In a bid to upgrade rocket weapon systems for its fleet of helicopters, India announced that it will break from its state-run Ordnance Factory Board (OFB), which holds a monopoly on the country’s defense contracting needs, to procure munitions from private Indian manufacturers.
"Indian Air Force (IAF) wishes to buy 200,000 70mm rockets for its helicopters and the Ministry of Defense (MoD), under its new 'Made in India' policy, is now allowing private defense companies to meet the armament and weaponry requirements of the defense forces," said one Ministry of Defense official.
"The rockets are proposed to be developed and manufactured by the Indian industry and the project would be based on proven or matured technologies where fundamental research is not required," he continued.
Historically, India has lacked a prominent private military-industrial complex, despite its enormous population, in excess of 1 billion, and its international stature in the technological sector. Instead, the three service branches of India’s military traditionally procured munitions from OFB or through imports from overseas.
The move represents the first step toward the country developing an indigenous defense contracting industry, expanding its capabilities to avoid reliance on major US military vendors including Lockheed Martin, Raytheon, and Boeing.
"It’s a priority program under the 'Made in India' policy, we want home-made 70mm rockets within the next three years," said one Indian Air Force official.
Several Indian companies with overseas partnerships, including Bharat Forge, Punj Lloyd, Mahindra Defence System, Reliance Defense, Larsen & Tourbo, and Tata Group, will compete in the program to become the IAF’s chief provider of helicopter-mounted weapons.
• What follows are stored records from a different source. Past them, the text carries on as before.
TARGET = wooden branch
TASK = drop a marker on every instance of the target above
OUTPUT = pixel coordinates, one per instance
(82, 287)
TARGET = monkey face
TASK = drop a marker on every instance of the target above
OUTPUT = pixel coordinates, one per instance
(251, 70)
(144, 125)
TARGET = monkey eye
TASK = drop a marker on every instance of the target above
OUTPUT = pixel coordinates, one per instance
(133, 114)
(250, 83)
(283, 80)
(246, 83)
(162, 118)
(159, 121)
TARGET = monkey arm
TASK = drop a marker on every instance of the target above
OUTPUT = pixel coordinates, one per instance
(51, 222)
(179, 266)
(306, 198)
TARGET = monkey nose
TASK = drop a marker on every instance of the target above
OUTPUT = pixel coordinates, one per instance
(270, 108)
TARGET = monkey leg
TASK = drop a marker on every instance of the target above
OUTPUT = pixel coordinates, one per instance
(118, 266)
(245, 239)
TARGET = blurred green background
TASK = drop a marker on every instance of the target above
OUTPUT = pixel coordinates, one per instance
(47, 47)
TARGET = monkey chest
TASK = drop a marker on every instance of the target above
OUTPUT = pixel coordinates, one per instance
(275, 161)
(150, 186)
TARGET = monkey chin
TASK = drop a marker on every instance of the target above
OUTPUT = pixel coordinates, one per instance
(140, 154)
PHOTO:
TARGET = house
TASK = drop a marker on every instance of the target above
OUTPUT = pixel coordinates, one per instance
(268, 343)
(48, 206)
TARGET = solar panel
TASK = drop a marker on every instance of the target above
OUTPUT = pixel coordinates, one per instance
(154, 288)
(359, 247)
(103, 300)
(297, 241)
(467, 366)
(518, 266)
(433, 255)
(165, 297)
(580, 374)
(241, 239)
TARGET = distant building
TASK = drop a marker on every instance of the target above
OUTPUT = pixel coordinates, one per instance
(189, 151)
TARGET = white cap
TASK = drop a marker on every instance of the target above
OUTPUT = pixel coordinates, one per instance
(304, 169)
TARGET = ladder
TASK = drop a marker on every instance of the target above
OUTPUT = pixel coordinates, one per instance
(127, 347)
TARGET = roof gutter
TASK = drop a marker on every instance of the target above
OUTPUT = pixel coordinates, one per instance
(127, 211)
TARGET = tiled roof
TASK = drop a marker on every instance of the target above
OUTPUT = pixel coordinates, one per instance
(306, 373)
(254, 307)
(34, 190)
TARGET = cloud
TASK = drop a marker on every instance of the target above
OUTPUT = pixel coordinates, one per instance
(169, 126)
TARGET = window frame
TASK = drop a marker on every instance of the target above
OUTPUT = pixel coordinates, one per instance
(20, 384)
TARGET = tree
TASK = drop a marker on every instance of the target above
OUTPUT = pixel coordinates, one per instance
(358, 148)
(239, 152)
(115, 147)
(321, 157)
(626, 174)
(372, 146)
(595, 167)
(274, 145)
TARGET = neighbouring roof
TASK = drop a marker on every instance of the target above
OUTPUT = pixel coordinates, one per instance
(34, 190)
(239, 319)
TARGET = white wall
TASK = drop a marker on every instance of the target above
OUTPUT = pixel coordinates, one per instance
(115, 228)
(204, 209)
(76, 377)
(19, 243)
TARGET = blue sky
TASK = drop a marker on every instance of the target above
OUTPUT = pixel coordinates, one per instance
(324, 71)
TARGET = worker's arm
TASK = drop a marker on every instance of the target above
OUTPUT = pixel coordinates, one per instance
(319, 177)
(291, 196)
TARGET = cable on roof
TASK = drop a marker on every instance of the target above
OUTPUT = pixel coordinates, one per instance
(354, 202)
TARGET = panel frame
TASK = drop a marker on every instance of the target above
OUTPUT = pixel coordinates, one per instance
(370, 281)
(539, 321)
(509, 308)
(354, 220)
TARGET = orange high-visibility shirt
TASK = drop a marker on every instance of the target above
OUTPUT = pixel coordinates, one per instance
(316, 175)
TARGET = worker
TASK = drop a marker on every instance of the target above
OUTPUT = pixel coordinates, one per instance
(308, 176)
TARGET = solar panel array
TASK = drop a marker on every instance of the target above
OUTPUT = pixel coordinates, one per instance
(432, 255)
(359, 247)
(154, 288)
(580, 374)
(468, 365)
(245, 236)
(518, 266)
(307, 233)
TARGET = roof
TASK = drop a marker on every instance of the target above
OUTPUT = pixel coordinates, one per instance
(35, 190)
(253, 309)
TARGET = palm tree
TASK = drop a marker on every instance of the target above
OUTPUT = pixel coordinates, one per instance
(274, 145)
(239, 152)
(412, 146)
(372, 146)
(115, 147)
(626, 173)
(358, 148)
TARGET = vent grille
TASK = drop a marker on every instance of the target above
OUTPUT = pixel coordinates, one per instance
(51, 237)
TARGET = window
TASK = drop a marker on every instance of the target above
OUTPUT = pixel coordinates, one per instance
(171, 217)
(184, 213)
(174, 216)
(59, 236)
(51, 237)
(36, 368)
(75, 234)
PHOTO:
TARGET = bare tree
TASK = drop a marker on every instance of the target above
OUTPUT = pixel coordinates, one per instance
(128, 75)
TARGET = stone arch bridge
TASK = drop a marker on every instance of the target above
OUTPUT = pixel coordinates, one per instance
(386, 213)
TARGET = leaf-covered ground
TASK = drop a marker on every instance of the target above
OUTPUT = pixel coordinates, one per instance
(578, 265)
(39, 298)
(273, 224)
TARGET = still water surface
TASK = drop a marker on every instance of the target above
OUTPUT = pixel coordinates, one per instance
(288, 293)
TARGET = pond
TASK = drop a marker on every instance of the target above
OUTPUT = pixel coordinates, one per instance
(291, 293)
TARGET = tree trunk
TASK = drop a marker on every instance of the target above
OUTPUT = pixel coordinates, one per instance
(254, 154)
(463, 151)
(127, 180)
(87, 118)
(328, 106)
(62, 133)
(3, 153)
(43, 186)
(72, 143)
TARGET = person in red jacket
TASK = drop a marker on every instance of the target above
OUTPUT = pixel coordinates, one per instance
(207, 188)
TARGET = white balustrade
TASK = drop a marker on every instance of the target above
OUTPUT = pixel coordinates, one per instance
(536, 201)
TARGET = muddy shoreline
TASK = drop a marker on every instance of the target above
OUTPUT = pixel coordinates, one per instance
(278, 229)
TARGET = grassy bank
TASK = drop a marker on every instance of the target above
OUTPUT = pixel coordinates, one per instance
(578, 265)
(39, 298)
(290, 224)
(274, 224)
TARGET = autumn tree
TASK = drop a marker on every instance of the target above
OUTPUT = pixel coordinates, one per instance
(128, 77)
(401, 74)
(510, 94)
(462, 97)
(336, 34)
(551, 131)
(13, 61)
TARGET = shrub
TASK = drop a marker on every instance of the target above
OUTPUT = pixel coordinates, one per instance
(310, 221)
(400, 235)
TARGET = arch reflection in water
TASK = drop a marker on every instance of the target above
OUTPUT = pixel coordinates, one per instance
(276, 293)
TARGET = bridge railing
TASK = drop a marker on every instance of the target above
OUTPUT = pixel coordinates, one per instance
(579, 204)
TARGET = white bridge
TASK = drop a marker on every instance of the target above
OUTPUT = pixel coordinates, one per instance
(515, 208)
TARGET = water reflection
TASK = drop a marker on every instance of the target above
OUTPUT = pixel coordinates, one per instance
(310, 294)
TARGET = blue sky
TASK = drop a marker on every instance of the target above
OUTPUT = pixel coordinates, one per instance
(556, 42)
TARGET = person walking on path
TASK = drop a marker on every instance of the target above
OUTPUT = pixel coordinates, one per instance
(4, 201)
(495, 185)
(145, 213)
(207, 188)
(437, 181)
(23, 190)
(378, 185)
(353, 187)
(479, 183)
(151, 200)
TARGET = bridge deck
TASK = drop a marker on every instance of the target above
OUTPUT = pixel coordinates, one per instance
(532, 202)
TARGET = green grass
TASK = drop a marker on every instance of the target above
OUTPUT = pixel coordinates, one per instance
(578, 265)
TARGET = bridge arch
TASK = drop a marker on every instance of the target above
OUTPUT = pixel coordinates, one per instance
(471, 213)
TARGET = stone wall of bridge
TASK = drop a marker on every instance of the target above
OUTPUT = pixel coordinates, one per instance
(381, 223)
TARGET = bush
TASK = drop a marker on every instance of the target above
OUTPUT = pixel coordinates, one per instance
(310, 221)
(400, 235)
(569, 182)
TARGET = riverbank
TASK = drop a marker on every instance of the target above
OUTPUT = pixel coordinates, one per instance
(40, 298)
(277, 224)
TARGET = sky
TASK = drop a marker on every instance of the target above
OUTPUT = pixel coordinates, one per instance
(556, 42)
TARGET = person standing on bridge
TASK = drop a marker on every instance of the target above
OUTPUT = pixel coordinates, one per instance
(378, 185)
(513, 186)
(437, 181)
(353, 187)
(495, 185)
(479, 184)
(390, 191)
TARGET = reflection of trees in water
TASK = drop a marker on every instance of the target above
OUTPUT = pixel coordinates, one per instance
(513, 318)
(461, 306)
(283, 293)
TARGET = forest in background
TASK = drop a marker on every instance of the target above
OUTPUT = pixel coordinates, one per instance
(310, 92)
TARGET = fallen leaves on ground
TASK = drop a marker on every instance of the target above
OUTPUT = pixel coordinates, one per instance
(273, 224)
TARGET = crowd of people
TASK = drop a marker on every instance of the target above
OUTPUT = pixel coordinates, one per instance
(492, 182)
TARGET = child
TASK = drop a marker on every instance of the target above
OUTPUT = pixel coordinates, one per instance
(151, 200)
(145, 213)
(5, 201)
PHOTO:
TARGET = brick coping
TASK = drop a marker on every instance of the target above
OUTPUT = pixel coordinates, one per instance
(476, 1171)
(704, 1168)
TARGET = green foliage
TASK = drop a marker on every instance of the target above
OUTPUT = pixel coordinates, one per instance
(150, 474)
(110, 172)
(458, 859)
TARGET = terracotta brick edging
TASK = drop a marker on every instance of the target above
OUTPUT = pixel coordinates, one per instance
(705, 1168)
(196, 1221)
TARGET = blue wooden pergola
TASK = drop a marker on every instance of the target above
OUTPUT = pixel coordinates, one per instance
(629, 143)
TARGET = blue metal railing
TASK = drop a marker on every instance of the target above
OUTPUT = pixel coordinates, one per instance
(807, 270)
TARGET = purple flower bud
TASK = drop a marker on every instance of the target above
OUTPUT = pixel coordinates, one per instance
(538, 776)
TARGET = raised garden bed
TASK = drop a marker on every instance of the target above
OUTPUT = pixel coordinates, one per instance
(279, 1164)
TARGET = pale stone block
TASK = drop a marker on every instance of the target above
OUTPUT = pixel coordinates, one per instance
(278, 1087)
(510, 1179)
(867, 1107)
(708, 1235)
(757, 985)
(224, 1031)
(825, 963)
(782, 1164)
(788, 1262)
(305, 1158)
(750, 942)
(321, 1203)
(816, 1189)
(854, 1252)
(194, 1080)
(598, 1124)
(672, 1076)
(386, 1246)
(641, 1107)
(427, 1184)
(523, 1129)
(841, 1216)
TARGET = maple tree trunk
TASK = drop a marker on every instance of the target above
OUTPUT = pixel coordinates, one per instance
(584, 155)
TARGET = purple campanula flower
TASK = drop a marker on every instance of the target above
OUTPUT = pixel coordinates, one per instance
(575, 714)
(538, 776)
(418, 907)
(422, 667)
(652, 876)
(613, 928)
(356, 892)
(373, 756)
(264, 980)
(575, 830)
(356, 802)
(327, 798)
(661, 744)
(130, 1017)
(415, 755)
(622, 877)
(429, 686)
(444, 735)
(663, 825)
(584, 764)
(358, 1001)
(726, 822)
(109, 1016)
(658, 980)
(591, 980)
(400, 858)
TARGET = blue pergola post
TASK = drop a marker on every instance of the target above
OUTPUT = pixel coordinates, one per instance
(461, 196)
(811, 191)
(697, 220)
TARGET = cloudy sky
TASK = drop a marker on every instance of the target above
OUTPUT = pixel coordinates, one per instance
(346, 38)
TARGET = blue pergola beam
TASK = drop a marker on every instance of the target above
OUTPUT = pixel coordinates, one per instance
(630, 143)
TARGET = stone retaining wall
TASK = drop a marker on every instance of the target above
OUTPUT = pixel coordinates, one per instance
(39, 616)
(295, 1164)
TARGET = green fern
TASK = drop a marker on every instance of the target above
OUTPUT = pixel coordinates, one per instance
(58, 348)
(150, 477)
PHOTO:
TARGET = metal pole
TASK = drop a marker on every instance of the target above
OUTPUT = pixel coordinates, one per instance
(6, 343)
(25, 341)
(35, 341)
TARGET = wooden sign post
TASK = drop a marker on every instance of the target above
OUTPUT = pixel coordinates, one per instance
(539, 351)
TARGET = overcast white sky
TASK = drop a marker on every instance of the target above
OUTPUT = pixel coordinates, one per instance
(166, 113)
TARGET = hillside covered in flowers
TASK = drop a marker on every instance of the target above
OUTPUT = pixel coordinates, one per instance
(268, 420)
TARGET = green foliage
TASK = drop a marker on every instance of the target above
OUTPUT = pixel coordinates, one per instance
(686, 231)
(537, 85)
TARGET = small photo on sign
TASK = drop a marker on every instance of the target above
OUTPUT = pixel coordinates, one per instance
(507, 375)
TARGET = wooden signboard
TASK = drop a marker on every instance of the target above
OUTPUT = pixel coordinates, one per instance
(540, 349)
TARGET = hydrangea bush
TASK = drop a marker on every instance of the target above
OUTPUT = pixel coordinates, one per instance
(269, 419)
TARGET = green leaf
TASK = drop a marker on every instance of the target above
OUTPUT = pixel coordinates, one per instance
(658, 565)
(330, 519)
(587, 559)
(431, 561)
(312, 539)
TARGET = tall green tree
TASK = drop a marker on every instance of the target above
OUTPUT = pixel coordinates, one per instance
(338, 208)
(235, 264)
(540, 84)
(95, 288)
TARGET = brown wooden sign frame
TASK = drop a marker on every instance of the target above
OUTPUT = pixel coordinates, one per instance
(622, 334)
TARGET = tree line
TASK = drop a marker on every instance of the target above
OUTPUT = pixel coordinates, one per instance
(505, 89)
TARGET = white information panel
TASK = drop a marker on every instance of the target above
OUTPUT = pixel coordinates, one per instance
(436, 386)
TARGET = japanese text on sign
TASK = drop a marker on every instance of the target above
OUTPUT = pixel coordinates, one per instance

Presently, none of the companies possess the capacity to build the sophisticated weapons on their own, but each is expected to partner closely with international defense companies including Raytheon, BAE Systems in UK, Saab in Sweden, Thales in France, and Rosoboronexport in Russia, among others.
"We are looking for modern rockets which are actually advanced precision kill weapon systems," stated Bhim Singh, a retired IAF wing commander.